For ten days they did not mention it, but in all those ten days a sort of crescendo of emotion was going on in her. At first she began to think of it as soon as bed-time approached; then she felt it intruding on her thoughts at the dinner table; then she was unable to sleep for an hour or two after the fifteen minutes had passed, and, finally, one night, she fled into his room to find him wide awake, just before dawn, and to confess that the shadow of midnight was stretched before and after until it was almost a black circle round the twenty-four hours.
She knew it was absurd. She had no intention of being driven out of such a lovely place–BUT–
“See here, dear,” he said. “Let’s break our rule. We neither of us want company, but let’s, at least, have a big week ender, and perhaps we can prove to ourselves that our nerves are wrong. One thing is sure, if you are going to get pale over it, I’ll burn the blooming house down before we’ll live in it.”

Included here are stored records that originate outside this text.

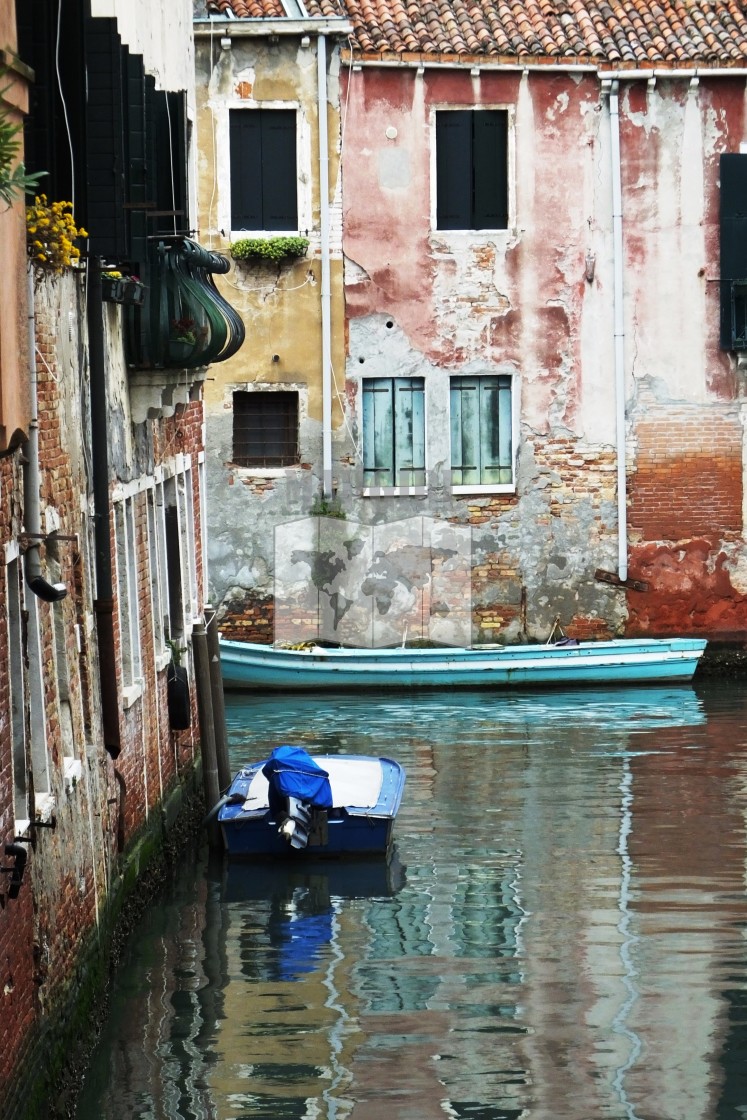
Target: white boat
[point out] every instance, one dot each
(567, 663)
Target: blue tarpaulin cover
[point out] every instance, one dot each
(293, 773)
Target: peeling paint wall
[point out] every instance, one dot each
(281, 306)
(533, 301)
(538, 298)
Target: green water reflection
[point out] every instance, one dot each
(560, 933)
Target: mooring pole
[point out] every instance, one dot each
(218, 706)
(211, 782)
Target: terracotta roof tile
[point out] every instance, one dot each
(635, 31)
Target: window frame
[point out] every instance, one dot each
(125, 552)
(371, 425)
(227, 206)
(486, 487)
(470, 231)
(267, 394)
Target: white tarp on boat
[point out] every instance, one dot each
(354, 782)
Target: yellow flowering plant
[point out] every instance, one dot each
(52, 234)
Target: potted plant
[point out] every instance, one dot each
(52, 233)
(269, 249)
(112, 286)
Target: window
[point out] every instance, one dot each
(265, 428)
(482, 444)
(127, 584)
(393, 431)
(734, 251)
(472, 159)
(263, 177)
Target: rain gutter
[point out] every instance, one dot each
(326, 291)
(618, 317)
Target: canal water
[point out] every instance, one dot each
(561, 933)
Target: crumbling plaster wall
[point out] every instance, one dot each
(538, 298)
(279, 302)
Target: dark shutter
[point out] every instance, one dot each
(137, 159)
(734, 245)
(472, 180)
(481, 431)
(263, 169)
(105, 119)
(489, 162)
(453, 169)
(279, 174)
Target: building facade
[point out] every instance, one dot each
(542, 328)
(101, 500)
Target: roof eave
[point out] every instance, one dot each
(257, 28)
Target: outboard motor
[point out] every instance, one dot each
(298, 786)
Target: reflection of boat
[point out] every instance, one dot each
(623, 661)
(292, 803)
(327, 878)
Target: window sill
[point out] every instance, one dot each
(73, 773)
(479, 491)
(394, 492)
(44, 804)
(131, 693)
(263, 472)
(481, 236)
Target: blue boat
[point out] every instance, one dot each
(567, 663)
(299, 805)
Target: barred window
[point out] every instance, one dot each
(265, 428)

“But you mind it yourself?”
“Not a bit!”
“But you are awake.”
“Of course I am, because I know that you are.”
“Do you mean to say that if I slept you wouldn’t notice it?”

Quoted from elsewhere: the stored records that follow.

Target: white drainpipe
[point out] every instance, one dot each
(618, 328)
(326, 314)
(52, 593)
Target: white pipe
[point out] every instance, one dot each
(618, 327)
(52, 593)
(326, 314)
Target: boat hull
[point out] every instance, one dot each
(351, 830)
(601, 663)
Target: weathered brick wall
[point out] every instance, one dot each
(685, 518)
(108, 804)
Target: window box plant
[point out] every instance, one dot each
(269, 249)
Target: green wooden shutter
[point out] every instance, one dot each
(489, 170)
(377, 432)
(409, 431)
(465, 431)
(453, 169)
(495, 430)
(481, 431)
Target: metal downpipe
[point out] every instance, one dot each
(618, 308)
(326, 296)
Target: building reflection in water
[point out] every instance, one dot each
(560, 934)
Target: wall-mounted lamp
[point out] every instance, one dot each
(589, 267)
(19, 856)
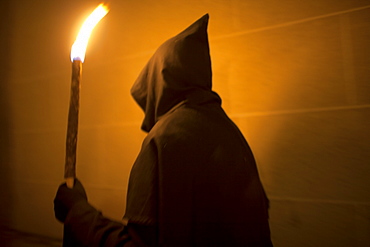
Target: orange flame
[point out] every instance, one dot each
(79, 47)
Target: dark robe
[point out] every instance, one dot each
(195, 180)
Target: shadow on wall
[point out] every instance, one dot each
(5, 181)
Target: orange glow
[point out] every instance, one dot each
(79, 47)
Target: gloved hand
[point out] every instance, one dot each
(66, 198)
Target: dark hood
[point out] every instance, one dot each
(178, 72)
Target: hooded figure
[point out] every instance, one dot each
(195, 180)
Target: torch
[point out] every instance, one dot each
(77, 57)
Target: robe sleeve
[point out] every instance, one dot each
(86, 226)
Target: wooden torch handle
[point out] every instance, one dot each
(72, 130)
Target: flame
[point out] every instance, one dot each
(79, 47)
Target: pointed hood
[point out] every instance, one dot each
(178, 72)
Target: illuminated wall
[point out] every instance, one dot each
(293, 75)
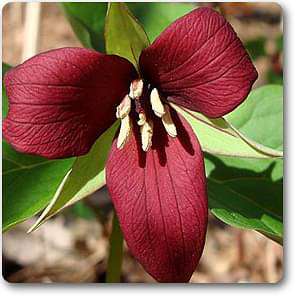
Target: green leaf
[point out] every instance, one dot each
(260, 117)
(218, 137)
(124, 36)
(87, 21)
(248, 204)
(256, 47)
(29, 182)
(248, 193)
(156, 16)
(86, 176)
(81, 210)
(246, 199)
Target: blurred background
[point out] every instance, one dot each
(73, 246)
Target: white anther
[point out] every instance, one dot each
(146, 133)
(142, 119)
(156, 103)
(136, 89)
(124, 133)
(168, 123)
(123, 109)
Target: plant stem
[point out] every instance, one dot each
(114, 266)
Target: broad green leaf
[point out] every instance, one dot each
(86, 176)
(218, 137)
(28, 182)
(244, 198)
(87, 21)
(248, 193)
(124, 36)
(256, 47)
(248, 203)
(260, 117)
(156, 16)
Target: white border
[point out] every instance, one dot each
(289, 286)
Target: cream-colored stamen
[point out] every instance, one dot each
(146, 133)
(123, 109)
(156, 103)
(142, 119)
(168, 123)
(136, 89)
(124, 133)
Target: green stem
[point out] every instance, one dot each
(114, 266)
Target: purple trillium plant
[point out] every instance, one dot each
(62, 100)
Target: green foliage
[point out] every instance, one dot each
(260, 117)
(218, 137)
(256, 48)
(156, 16)
(124, 36)
(87, 21)
(245, 175)
(86, 176)
(28, 182)
(248, 193)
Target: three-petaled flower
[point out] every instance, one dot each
(62, 100)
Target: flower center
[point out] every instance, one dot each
(139, 98)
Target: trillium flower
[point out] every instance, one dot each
(62, 100)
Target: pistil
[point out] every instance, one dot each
(160, 110)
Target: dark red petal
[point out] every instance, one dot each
(60, 101)
(200, 63)
(160, 198)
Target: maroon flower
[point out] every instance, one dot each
(61, 101)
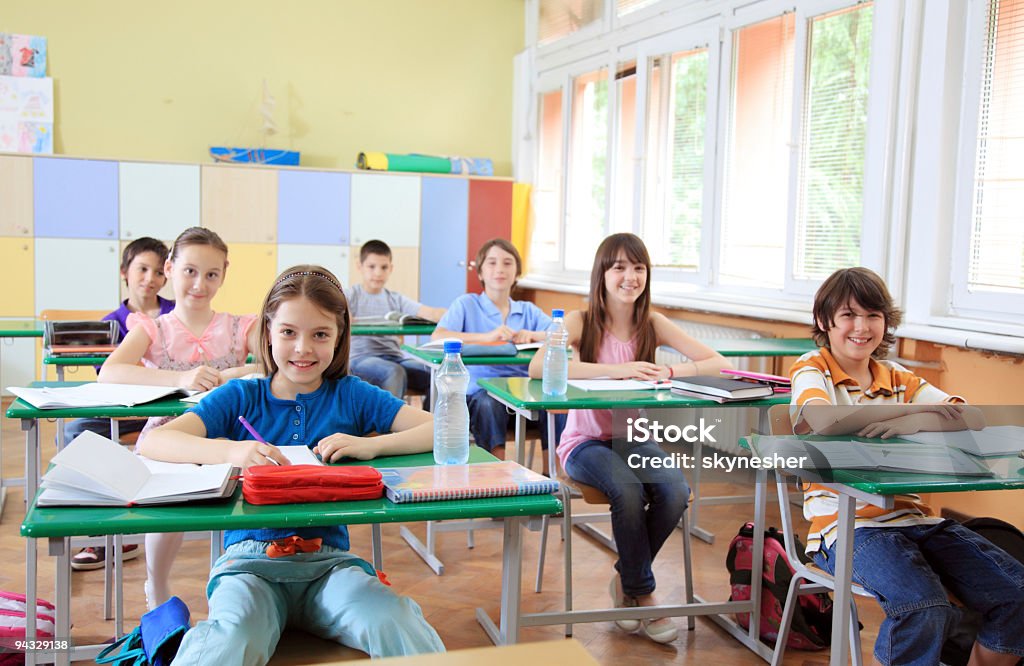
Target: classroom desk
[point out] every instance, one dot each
(432, 359)
(770, 347)
(525, 399)
(30, 416)
(880, 489)
(71, 362)
(391, 329)
(9, 329)
(58, 525)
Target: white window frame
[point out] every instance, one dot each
(914, 163)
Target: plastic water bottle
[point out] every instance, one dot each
(451, 410)
(556, 360)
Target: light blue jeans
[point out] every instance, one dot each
(331, 593)
(908, 571)
(392, 373)
(646, 504)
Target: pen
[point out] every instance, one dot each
(256, 434)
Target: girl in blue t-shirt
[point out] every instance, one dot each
(271, 577)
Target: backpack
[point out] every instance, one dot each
(12, 624)
(956, 649)
(811, 626)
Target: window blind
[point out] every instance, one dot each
(624, 7)
(754, 207)
(832, 163)
(558, 18)
(588, 149)
(674, 210)
(544, 247)
(996, 259)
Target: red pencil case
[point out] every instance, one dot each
(295, 484)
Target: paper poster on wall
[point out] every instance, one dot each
(26, 115)
(23, 55)
(27, 137)
(26, 99)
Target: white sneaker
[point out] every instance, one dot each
(659, 630)
(619, 600)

“On my honor–I should not.”
“You are a comfort,” she ejaculated. “I shall go right to sleep.” And off she went, and did go to sleep.
All the same, in the morning, he insisted on the house-party.
“Let me see our list,” he said. “Let us have no students of occult; no men who dabble in laboratory spiritualism; just nice, live, healthy people who never heard of such things–if possible. You can find them.”
“You see, dear,” she explained, “it would not trouble me if I heard it and you did not–but–“
“Oh, fudge!” he laughed. “Just now I should be sure to hear anything you did, I suppose.”
“You old darling,” she replied, “then I don’t care for it a bit.”
“All the same we’ll have the house-party.”
So the following Saturday every room in the house was occupied.
At midnight they were all gathered in the long drawing room opening on the colonnade, and, when the hour sounded, some one was singing. The host and hostess heard the running horses, as usual, and they were conscious that one or two people turned a listening ear, but evidently no one saw anything strange in it, and no comment was made. It was after one when they all went up to their rooms, so that evening passed off all right.